Global Food Systems: Addressing Malnutrition Through Sustainable System Pathways
I loved having the freedom to shape my own research and outcomes.
What was your research about?
My PhD focused on understanding the compatibility between environmental sustainability (with a focus on greenhouse gas emissions) and providing a nutritious diet for the global population. In essence, it aimed to explore the question: “can we provide a nutritious diet for a growing population within our environmental limits?”. I approached this question through the development of a scalable framework which maps nutritional components from production to final human consumption, therefore highlighting the scale of chain losses, but importantly where the real hotspots are for intervention.
What made you apply to the E3 DTP?
My background is in environmental sustainability (previous degrees of BSc Environmental Geoscience and MSc Carbon Management) and I knew I wanted to undertake a PhD in the disciplinary area of Atmospheric and Environmental Sciences; the Natural Environment Research Council (NERC) was therefore a perfect funder to apply with. The E3 DTP programme in particular was even more attractive: the additional opportunities for development and training seemed a fantastic opportunity.
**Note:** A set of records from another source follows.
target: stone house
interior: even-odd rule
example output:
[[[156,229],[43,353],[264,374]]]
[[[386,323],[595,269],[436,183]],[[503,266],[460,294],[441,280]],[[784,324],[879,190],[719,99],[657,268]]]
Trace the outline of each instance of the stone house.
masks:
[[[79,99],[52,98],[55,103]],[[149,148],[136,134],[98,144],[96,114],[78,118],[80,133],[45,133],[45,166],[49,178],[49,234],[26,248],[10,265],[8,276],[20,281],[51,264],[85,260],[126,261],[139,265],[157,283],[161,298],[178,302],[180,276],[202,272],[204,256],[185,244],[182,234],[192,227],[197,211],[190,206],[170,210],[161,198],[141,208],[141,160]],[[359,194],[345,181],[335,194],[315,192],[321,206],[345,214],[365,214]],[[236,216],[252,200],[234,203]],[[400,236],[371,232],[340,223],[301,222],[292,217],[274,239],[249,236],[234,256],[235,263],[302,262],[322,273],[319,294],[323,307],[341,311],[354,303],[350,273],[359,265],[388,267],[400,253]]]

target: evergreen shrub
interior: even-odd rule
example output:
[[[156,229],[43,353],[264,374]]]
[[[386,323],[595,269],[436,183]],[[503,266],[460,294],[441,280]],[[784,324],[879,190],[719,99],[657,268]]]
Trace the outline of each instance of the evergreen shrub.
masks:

When I saw the E3 DTP was offering PhD places at the University of Edinburgh – especially a project with previous supervisors and lecturers of mine – I knew I had to apply.
- Five publications in very good journals (all formed chapters of my PhD)
- The University of Edinburgh Geosciences prize for public engagement
- Keynote speaker at the 2018 Planetary Health Conference
- Tutoring and teaching on the University of Edinburgh online, interdisciplinary course in Sustainability and Social Responsibility.
What did you find challenging during your PhD?
I think the PhD process was relatively close to my expectations. The most surprising element that I hadn’t anticipated was how malleable the overall research questions/focus could be: although scientific research starts with a primary research objective/question, further or sometimes different questions arise as the work develops. Research reveals further questions, which can in some cases take an unexpected direction. This is an important overall learning of how the research process evolves (and is rarely straight or linear).
I had five published academic papers in very good journals by the end of my PhD (all formed chapters within the thesis). This process of publication submission was an invaluable teaching. However, multiple submission tends to bring both rejections and the lengthy publication journey. I found this process to be the most challenging aspect of the PhD.
Looking back, what would you have done differently?
Invested more time at the very beginning of the PhD into mastering statistical software (alongside the DTP courses on statistical software) rather than learning some in the initial stages then have to build on that in the later stages of the thesis.
Which aspects of your PhD did you enjoy the most?
I most enjoyed the freedom of guiding and developing my own research methodologies, analysis, and evolution of the process. Both of my supervisors were true mentors and provided support when required, but the whole PhD was really self-guided. I loved having the freedom to shape my own research and outcomes.
The most surprising element that I hadn’t anticipated was how malleable the overall research questions/focus could be: although scientific research starts with a primary research objective/question, further or sometimes different questions arise as the work develops.
Which skills did you gain during your PhD?
Increased data and project management skills via E3 DTP training courses in Semester 1 of the 1st year. Improved skills in scientific writing, and invaluable experience in the process of manuscript submission and publication. Project planning and time management.
What would not have been possible without the DTP?
Very useful team-building, presentation and project definition training at the very start of the 1st year of the DTP. Invaluable training opportunities in data management, analysis and skills. Training in scientific writing.
How has your PhD helped you to decide on a career pathway?
A dominant element to my PhD has been the use of large data to provide an overview of high-level systems (in my case, global and national level food systems) – this has strongly solidified for me that doing so is one of my strengths and should be a focus for my future career path. In addition, my PhD project evolved to lie at the intersection/crossover of many disciplines including food and agricultural systems, environmental impact and climate change, human nutrition, economic development and biotechnology. This interdisciplinary approach is where I see crucial importance; my career is very much geared towards research at the intersection of many disciplines.
The interdisciplinary approach is where I see crucial importance; my career is very much geared towards research at the intersection of many disciplines.
I am currently on a four-year contract as a Postdoctoral Researcher on the Programme for Global Development (Our World in Data) at the University of Oxford. This contract began immediately following my PhD submission/completion. I had already began working with researchers on the programme on a voluntary basis (in my free time) alongside my PhD. The focus of this project is on communicating global level, long-term progress of development across all relevant areas using empirical evidence and interactive data visualizations. My work as an environment and food systems researcher, and the focus of my PhD on big data was very complimentary to this project and a perfect fit. Having collaborated closely with the project during my PhD project, securing a full-time role at its completion was a natural progression.